I'm not entirely clear on whether your objection is:
a) that Section 26 exists at all
b) that the exercise of Section 26 requires the Queen rather than the GG alone
c) neither a) nor b) and you're just unhappy with the actual decision
But I'll make a few observations in any case...
Firstly the extra senators provision is a limited one; no more than eight surplus are allowed so only a modest difference in Senate party standings can be overcome that way.
Secondly, your characterization of "ramming a Prime Minister's agenda through the legislative system." seems problematic. The Section in question was plainly designed to be a mechanism for resolving a deadlock between the House and the Senate -- and, in particular, to allow the unelected Senate to be overridden (to some extent) by a PM who has the confidence of the elected House.

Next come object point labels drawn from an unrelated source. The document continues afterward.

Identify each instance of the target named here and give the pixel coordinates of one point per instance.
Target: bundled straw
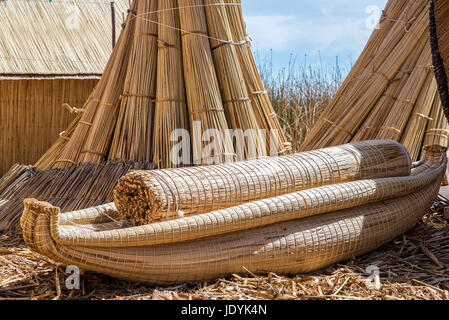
(237, 104)
(74, 188)
(203, 93)
(133, 131)
(263, 109)
(251, 215)
(144, 197)
(391, 92)
(300, 245)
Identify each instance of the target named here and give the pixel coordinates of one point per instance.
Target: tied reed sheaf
(390, 92)
(168, 72)
(313, 238)
(147, 196)
(176, 69)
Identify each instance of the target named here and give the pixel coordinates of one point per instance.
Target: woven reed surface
(67, 230)
(32, 116)
(391, 91)
(33, 45)
(74, 188)
(176, 69)
(145, 197)
(300, 245)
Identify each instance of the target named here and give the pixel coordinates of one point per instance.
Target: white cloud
(290, 33)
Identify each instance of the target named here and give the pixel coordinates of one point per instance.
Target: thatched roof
(42, 39)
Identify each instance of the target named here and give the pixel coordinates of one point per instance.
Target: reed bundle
(164, 86)
(439, 39)
(147, 196)
(300, 245)
(133, 130)
(203, 92)
(237, 104)
(73, 188)
(301, 204)
(114, 71)
(390, 92)
(171, 105)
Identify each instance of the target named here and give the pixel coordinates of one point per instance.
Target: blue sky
(326, 28)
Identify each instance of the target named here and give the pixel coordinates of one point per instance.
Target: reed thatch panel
(32, 116)
(50, 38)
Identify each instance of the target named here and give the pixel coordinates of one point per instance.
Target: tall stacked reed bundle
(300, 245)
(261, 102)
(73, 188)
(133, 130)
(171, 105)
(391, 92)
(147, 196)
(164, 76)
(237, 104)
(203, 92)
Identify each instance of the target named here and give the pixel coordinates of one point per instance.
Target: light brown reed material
(133, 130)
(108, 85)
(300, 245)
(171, 105)
(76, 187)
(147, 196)
(32, 116)
(237, 104)
(263, 109)
(203, 93)
(390, 92)
(82, 228)
(59, 39)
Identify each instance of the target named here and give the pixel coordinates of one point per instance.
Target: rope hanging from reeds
(180, 68)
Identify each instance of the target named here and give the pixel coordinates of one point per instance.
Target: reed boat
(291, 233)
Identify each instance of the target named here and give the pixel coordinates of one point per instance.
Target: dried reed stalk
(437, 131)
(292, 247)
(76, 187)
(341, 121)
(145, 197)
(237, 104)
(31, 116)
(203, 93)
(99, 107)
(133, 131)
(261, 103)
(97, 231)
(171, 105)
(413, 136)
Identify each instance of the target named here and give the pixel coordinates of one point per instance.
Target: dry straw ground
(413, 266)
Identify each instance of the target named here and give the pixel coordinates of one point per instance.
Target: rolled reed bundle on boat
(204, 99)
(133, 129)
(144, 197)
(296, 246)
(171, 105)
(108, 87)
(93, 232)
(237, 104)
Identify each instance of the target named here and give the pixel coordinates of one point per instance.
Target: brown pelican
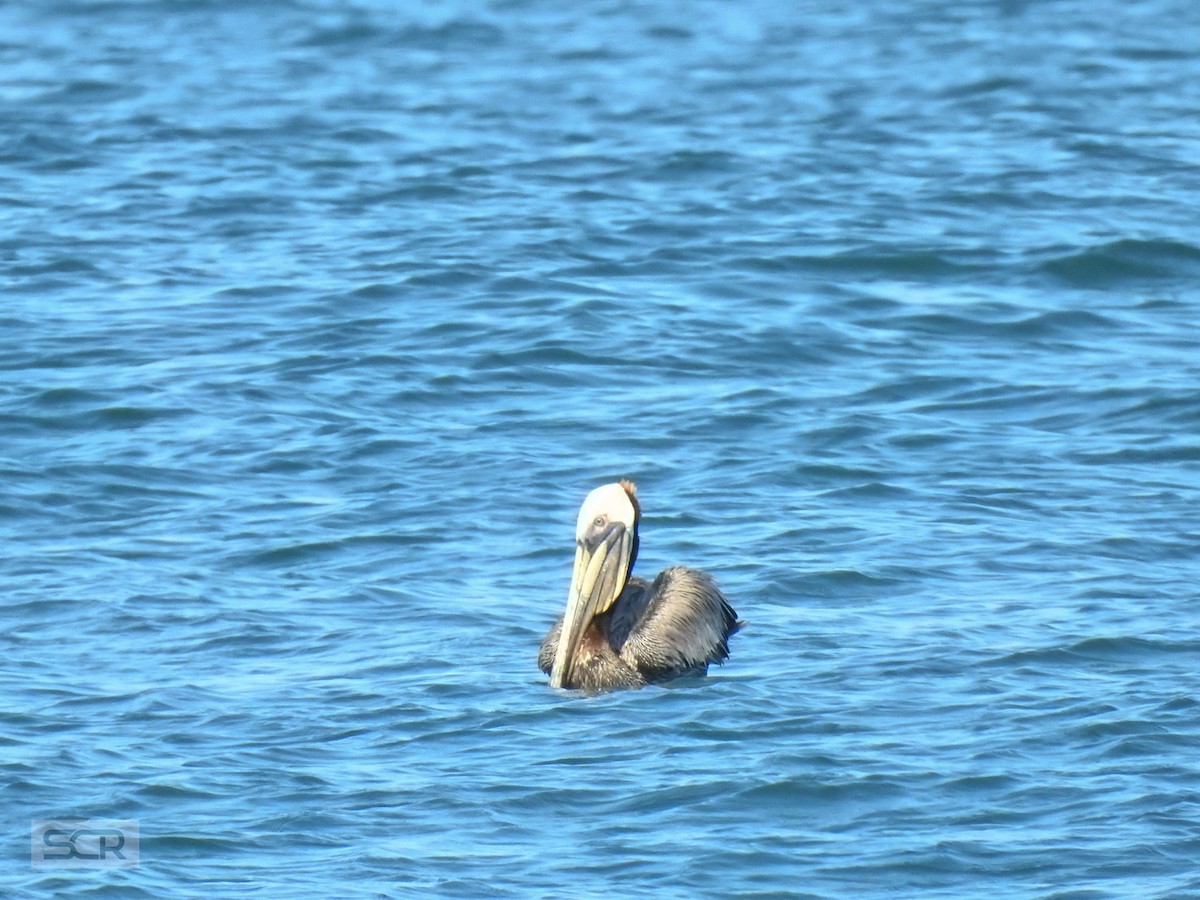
(623, 631)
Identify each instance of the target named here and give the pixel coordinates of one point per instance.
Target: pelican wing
(685, 627)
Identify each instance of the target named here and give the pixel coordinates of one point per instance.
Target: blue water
(321, 318)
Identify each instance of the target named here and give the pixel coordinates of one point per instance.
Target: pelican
(624, 631)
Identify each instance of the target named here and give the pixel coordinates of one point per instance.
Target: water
(322, 318)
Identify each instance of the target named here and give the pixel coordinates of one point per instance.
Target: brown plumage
(624, 631)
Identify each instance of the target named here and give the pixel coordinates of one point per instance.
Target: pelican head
(605, 549)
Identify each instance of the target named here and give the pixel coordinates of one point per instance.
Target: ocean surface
(319, 319)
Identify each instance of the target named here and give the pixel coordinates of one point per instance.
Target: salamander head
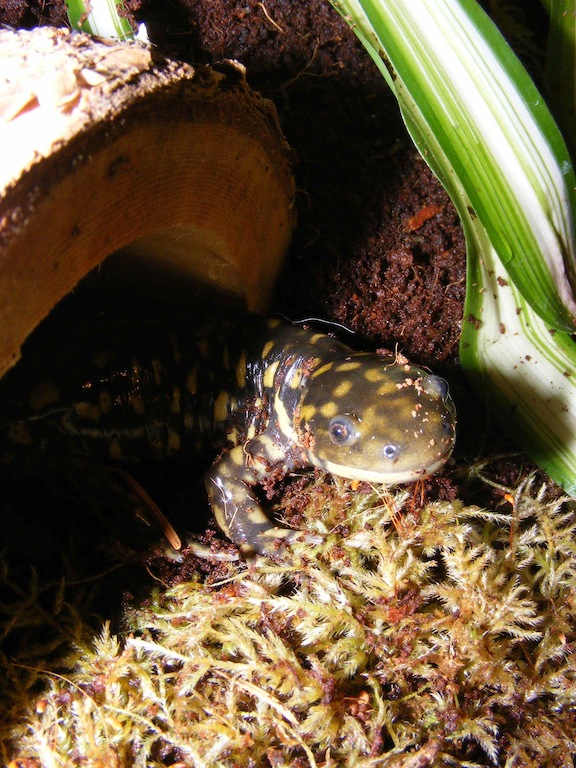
(365, 417)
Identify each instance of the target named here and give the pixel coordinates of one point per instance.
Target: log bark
(108, 148)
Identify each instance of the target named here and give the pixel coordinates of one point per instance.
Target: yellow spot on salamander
(342, 389)
(329, 409)
(221, 406)
(307, 412)
(89, 411)
(270, 373)
(322, 369)
(43, 394)
(374, 374)
(351, 365)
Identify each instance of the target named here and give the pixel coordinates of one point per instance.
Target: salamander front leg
(236, 508)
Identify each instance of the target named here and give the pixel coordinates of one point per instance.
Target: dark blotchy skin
(278, 396)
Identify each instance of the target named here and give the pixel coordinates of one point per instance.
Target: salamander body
(274, 396)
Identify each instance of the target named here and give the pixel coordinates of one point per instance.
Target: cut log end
(183, 172)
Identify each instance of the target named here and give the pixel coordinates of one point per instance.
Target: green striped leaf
(103, 18)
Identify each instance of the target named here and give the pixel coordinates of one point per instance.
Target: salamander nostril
(436, 386)
(390, 451)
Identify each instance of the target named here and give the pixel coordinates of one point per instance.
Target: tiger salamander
(274, 396)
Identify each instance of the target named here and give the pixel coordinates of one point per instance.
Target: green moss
(443, 636)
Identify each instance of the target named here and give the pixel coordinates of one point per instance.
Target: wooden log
(108, 147)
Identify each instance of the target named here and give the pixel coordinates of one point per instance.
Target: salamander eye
(343, 430)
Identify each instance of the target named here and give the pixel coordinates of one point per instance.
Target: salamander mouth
(391, 476)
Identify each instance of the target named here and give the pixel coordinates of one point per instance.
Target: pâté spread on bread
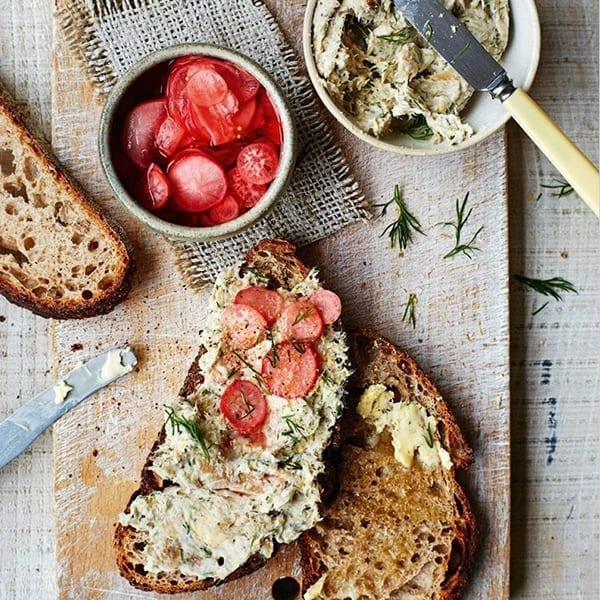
(386, 77)
(242, 453)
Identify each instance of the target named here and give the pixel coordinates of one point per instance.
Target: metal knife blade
(19, 430)
(457, 45)
(453, 41)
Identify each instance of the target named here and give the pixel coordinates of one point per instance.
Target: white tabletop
(555, 355)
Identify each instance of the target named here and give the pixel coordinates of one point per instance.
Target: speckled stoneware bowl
(483, 114)
(114, 109)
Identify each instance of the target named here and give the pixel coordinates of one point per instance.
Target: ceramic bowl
(126, 93)
(483, 114)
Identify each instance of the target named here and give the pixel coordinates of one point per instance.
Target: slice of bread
(271, 264)
(59, 257)
(400, 525)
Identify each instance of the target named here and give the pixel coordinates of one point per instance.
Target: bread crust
(377, 360)
(276, 260)
(113, 234)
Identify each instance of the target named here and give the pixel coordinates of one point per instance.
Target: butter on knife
(19, 430)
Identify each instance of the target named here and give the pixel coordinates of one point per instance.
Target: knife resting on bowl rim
(453, 41)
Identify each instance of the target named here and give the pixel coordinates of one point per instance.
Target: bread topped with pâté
(234, 472)
(400, 525)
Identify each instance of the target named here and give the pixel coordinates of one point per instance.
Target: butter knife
(30, 420)
(453, 41)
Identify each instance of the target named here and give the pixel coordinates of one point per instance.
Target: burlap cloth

Thirdly, is this really that different from most government functions carried out by the Sovereign or her viceroys? After all, we don't expect the GG to normally withhold Royal Assent from pieces of legislation.
Fourthly, how do you know the Queen didn't carefully consider the request before agreeing? Are you saying HM should have refused? I have difficulty seeing on what basis that would have occurred.
Finally, the royal prerogative does indeed deny absolute power to the PM -- but that doesn't mean she should refuse the advice of her democratically-accountable advisers just to prove a point.
As things transpired, political responsibility for the decision belonged to Mr. Mulroney -- as it should.